Collaboration in the product design space has never been easy, but it's a whole new ball game today. Gone are the days when the engineer or domain expert central to a design problem or project task was just a stone's throw away or even right across town. Today's product development teams operate as a global business, yet there is still a need to communicate and share critical documents and design files just as easily as if everyone was working from a central location.
Not only does product-related data need to be easily accessible by multiple design centers around the world, it should also be available day or night across different time zones, affording engineering teams the benefit of 24/7 or "follow the sun" development processes. The data and materials must be served up in the native languages of each country so engineers have ready access to what they need in a format they can easily understand. Collaboration on a global scale has to work similarly to collaboration with local peers so design decisions can be made quickly, without misinterpretation and without taking a toll on critical project deadlines.

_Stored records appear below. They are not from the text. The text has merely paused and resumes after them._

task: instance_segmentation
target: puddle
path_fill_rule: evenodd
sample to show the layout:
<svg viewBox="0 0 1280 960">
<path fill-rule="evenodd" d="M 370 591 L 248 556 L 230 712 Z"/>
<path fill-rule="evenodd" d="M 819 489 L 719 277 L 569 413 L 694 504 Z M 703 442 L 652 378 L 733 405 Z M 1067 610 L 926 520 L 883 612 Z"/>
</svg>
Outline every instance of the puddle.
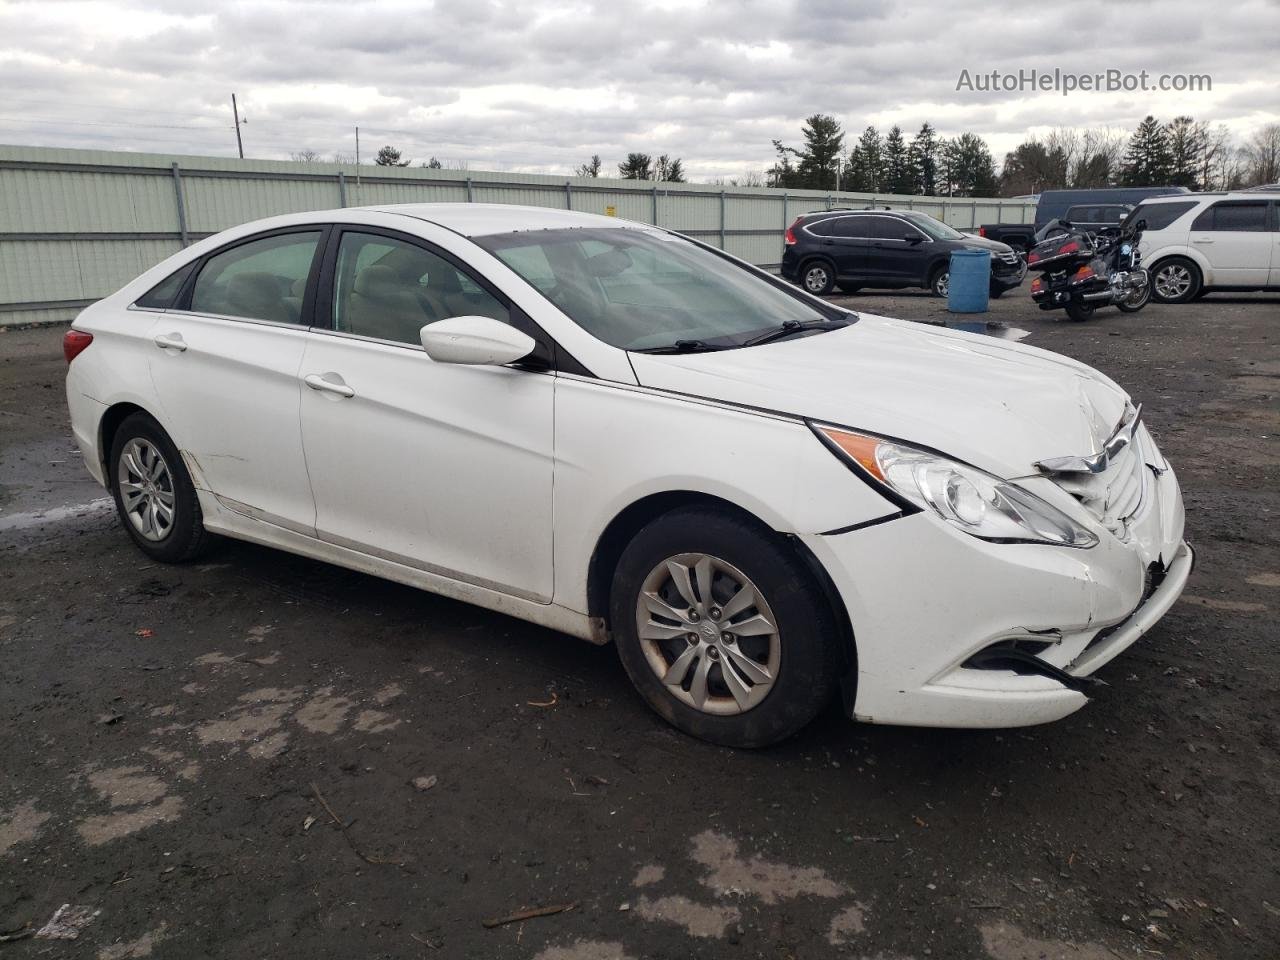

Beyond globalization, there are other challenges helping to rewrite the rules of collaboration. Today's complex products have a much more varied makeup, requiring a higher degree of interchange between different engineering domains, including mechanical, electrical, analysis, manufacturing, and increasingly, software development. These disciplines can no longer get away with creating their piece of a product in isolated silos, only stepping up to exchange design information at random intervals or even worse, at the tail end of the cycle when it's far too complicated and costly to make changes.
There is also a wider constituency of stakeholders involved in product development today. Marketing folks, supply chain experts, support personnel and outside partners are now critical to the design process, providing input and feedback that helps shape everything from requirements gathering to on-going maintenance procedures. Most development efforts also tap into customer input throughout the various stages of design as well as outsourced design partners, upping the ante for collaboration capabilities that can easily be extended to outside parties.
In recognition of these challenges, the latest version of Adept tackles collaboration on a variety of levels with an eye towards streamlining and simplifying the process for extended, global teams. One of the more notable enhancements in Adept 2015 is the concept of Sharing, which lets users share more than documents, and now with entire groups as opposed to the individual exchange popularized in previous versions. With Adept 2015, users can easily and quickly share documents in addition to saved searches, favorites lists, report templates, and transmittal templates and searches with other Adept users that they specify through the new personal group capability.
Adept's new personal group function helps establish ad hoc groups of users—for instance, those working on a common project or with similar disciplines—so they can easily exchange key information and engage in other forms of collaboration.
Companies with large numbers of Adept users are all-too familiar with the pain of trying to find and create user lists to share documents and other critical design-related data. A new concept called Circles borrows from the "friends" paradigm popularized by consumer social networks and allows an Adept user to establish a compounded group of users to shorten user lists and facilitate collaboration. Users within a circle are typically members of a common Personal Group and library access group.
Transmittals are another area that has been enhanced to aid in collaboration. Adept 2015 now exposes previously inaccessible data that is pertinent to the exchange, giving users a window into who sent the material along with all of the relevant contact information. There are also expanded search capabilities so users can drill down and easily find relevant transmittals related to their specific task or project.
To address the global element of collaboration, Adept 2015 fully embraces localization. Menus, window titles, buttons, and messages are now all available in other languages, and administrators can leverage a translation module to localize custom field names, email message headers, and subject lines, among other attributes. The Adept Viewer is also now available in other languages.
The complexity of today's products and the global nature of business have raised the stakes around collaboration. Geographically dispersed teams need the ability to find and share critical product-related data as easily as if it was stored locally even if it's a continent or time zone away.